Supervised HMM with informative priors

Hi, I’m new to pyro and Bayesian models. I’m trying to experiment with it starting from the model0 in https://pyro.ai/examples/hmm.html.

I’m working with music data in a format similar to the one in the example. The main difference is that I want to work with a “supervised” HMM, meaning that during the training phase I know also the hidden states. In order to do that I changed the code, using “obs=…” instead of “infer=…” in
x = pyro.sample("x_{}_{}".format(i, t), dist.Categorical(probs_x[x]), infer={"enumerate": "parallel"})

Now, if the premise is correct, here is my question: I would like to use some very specific priors, i.e. to give to assign as prior to each note produced from each hidden status a Beta distribution with specific parameters.
How can I do that with pyro? The tutorial uses the function expand() in
probs_y = pyro.sample("probs_y", dist.Beta(0.1, 0.9).expand([args.hidden_dim, data_dim]) .to_event(2))
but in this case all Beta will have the same parameters.

Thank you

you just need to instantiate a Beta distribution of the right shape; something like

alpha = 0.5 + torch.rand(args.hidden_dim, data_dim)
beta = 0.5 + torch.rand(args.hidden_dim, data_dim)
probs_y = pyro.sample("probs_y", dist.Beta(alpha, beta).to_event(2))
1 Like

Thank you very much.

Another question that is still in line with the title of the post: in the comments in the example they say:

we’ll set a rough weak prior of 10% of the notes being active at any one time.

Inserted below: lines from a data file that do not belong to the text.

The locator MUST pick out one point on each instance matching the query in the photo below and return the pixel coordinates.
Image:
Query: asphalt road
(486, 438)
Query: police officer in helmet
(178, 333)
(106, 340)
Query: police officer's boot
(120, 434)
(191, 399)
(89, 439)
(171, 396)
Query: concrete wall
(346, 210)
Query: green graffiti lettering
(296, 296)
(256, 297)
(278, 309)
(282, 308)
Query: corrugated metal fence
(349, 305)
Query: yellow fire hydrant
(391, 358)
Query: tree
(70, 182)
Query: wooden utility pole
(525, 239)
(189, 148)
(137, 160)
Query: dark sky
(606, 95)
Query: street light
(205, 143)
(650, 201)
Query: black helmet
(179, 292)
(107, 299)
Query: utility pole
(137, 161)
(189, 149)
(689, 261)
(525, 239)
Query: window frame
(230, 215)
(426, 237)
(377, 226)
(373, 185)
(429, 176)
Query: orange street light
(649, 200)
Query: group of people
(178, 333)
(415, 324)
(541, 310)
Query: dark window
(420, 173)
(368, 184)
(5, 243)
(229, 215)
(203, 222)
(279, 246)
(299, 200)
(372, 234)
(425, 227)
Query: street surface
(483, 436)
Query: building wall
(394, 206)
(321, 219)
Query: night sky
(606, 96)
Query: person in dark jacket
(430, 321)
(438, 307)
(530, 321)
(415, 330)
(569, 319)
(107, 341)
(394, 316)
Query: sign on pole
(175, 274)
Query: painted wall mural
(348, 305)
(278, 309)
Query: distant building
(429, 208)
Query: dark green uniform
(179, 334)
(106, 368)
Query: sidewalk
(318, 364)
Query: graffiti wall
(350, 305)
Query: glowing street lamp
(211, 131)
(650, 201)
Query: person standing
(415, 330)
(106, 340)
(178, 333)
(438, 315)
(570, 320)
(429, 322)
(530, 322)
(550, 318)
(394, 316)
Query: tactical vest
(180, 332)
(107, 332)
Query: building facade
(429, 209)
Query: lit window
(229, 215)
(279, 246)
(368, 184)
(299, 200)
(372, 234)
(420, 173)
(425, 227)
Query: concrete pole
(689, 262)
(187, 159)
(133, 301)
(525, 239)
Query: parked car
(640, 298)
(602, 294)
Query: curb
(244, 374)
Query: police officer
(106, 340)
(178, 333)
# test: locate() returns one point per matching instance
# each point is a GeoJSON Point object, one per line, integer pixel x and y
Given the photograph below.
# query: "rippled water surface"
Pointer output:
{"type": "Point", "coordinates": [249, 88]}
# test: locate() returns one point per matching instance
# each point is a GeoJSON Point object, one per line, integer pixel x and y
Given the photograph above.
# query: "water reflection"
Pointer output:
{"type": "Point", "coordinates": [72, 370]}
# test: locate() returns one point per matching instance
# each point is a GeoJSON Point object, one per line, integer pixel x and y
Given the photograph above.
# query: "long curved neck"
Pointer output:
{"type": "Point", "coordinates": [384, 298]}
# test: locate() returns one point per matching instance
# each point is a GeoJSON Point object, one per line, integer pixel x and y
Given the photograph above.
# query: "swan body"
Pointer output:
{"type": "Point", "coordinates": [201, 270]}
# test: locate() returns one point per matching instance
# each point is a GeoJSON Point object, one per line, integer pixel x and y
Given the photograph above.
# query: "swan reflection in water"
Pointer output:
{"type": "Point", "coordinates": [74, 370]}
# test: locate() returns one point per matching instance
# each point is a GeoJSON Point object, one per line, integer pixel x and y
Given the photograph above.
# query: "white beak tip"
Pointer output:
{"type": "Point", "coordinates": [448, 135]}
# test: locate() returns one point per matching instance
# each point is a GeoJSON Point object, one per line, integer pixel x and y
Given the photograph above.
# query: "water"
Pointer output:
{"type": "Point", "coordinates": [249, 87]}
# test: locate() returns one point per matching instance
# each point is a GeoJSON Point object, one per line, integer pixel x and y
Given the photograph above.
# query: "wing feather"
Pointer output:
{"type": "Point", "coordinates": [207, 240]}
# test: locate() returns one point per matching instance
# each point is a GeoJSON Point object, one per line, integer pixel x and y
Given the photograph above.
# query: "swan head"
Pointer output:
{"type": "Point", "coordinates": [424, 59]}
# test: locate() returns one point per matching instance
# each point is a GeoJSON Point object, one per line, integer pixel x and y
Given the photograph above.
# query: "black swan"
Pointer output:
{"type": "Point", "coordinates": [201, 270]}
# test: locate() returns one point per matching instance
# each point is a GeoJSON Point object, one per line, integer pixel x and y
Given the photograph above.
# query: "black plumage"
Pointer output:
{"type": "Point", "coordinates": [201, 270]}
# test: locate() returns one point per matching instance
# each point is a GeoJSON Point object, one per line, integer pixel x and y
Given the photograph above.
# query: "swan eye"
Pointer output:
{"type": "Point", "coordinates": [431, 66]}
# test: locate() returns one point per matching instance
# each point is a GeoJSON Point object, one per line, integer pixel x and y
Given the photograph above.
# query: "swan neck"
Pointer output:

And they use as parameters for the beta distribution: alpha=0.1,beta=0.9.

I’m curious to understand if there is a strong motivation for this choice, instead of what I see more commonly used in example: parameters > 1, e.g. alpha=2 and beta = 20 ?

there is not any super strong motivation for this. the mean of the beta distribution is alpha/(alpha+beta) [here = 0.1] and the variance is given by some more complex formula, which in this cases evaluates to be moderately small (0.045) but reasonable given the mean. believe your choice would lead to an even smaller variance (and thus be more informative)

1 Like